摘要：In this paper, the problem of describing visual contents of a video sequence with natural language is addressed. Unlike previous video captioning work mainly exploiting the cues of video contents to make a language description, we propose a reconstruction network (RecNet) with a novel encoder-decoder-reconstructor architecture, which leverages both the forward (video to sentence) and backward (sentence to video) flows for video captioning. Specifically, the encoder-decoder makes use of the forward flow to produce the sentence description based on the encoded video semantic features. Two types of reconstructors are customized to employ the backward flow and reproduce the video features based on the hidden state sequence generated by the decoder. The generation loss yielded by the encoder-decoder and the reconstruction loss introduced by the reconstructor are jointly drawn into training the proposed RecNet in an end-to-end fashion.
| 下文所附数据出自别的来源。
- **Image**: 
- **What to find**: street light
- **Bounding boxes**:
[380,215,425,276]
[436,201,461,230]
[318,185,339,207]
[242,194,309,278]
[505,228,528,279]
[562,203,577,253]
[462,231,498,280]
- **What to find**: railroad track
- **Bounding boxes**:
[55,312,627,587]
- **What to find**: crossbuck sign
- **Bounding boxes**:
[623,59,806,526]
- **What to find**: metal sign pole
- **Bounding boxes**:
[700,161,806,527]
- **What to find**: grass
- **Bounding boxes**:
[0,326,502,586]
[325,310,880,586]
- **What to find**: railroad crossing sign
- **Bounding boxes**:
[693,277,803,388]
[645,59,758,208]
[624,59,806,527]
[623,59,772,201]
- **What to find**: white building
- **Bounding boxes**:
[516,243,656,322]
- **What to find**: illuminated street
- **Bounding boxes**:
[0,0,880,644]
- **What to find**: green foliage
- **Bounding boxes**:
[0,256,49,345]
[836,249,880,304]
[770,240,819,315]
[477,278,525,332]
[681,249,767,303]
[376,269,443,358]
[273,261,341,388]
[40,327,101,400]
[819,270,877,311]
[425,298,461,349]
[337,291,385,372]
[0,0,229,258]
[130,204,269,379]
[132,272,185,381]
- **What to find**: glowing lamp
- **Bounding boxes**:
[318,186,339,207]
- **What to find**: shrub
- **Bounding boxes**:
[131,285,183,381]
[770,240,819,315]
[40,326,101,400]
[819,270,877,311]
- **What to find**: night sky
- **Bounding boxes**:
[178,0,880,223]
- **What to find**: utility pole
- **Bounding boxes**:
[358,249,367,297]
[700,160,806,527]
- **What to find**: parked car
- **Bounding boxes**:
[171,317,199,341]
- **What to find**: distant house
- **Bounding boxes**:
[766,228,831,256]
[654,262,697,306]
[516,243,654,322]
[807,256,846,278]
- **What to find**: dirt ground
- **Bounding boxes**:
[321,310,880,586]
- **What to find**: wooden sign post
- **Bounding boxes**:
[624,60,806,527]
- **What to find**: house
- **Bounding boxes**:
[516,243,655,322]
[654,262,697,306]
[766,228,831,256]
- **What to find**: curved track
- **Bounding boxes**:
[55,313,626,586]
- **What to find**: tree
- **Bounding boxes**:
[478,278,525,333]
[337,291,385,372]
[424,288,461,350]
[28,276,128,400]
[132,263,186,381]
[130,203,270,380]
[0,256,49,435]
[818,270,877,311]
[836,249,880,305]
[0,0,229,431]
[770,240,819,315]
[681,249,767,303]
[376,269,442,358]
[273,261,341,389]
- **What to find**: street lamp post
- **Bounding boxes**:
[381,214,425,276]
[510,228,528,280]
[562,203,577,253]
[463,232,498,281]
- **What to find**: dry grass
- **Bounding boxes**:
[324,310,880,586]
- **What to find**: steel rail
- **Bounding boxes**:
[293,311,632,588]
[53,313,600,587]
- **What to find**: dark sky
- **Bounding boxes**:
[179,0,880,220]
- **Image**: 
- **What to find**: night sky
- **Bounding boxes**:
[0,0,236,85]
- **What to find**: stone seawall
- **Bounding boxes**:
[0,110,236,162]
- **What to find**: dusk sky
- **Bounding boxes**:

Experimental results on benchmark datasets demonstrate that the proposed reconstructor can boost the encoder-decoder models and leads to significant gains in video caption accuracy.

期刊：arXiv, 2018年3月30日

网址：

http://www.zhuanzhi.ai/document/f978de77187ed42e968388f608cc90c9

12.Video Captioning via Hierarchical Reinforcement Learning（基于层次强化学习的视频描述生成）

作者：Xin Wang,Wenhu Chen,Jiawei Wu,Yuan-Fang Wang,William Yang Wang

CVPR 2018

机构：University of California

摘要：Video captioning is the task of automatically generating a textual description of the actions in a video. Although previous work (e.g. sequence-to-sequence model) has shown promising results in abstracting a coarse description of a short video, it is still very challenging to caption a video containing multiple fine-grained actions with a detailed description. This paper aims to address the challenge by proposing a novel hierarchical reinforcement learning framework for video captioning, where a high-level Manager module learns to design sub-goals and a low-level Worker module recognizes the primitive actions to fulfill the sub-goal. With this compositional framework to reinforce video captioning at different levels, our approach significantly outperforms all the baseline methods on a newly introduced large-scale dataset for fine-grained video captioning. Furthermore, our non-ensemble model has already achieved the state-of-the-art results on the widely-used MSR-VTT dataset.